Background:
Spontaneous parametric down-conversion (SPDC) is the process when one photon spontaneously splits into two entangled photons. In the classical regime, this is a reverse process of sum frequency generation (SFG) where two photons add up to be a single photon. The classical SFG depends on the second-order susceptibility tensor, which dictates what polarization of each interacting light should be. For example, chi(2)_zxy will generate polarization density in the z direction by using electric fields polarized in x and y directions. By this description, 'two fields' are used to determine the polarization of the generated field.
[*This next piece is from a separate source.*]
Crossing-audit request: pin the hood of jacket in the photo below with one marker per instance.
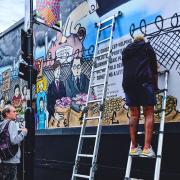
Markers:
(137, 47)
(2, 124)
As such, if only chi(2)_zxy and its permutations, such as chi(2)_zyx, are non-zero, it is impossible to generate z-polarized f3 (frequency-3) field with z-polarized f1 field and x-polarized f2 field because there is no y-polarized ingredient (where f1+f2=f3).
Problem:
However, in SPDC, it starts with one photon. I have difficulty picturing the polarization selection rule. What I found in the literature in the case of non-zero chi(2)_zxy (and its permutation) is only when z-polarized f3 photon spontaneously splits into one xy-polarized f1 photon and one xy-polarized f2 photon where f3=f1+f2. (xy-polarized light corresponds to a TE mode in the waveguide the paper discusses)
I believe there should be a relationship between classical susceptibility tensor and quantum operator that dictates spontaneous frequency conversion process, but I couldn't find a good reference so far and I'm not skilled at quantum optics.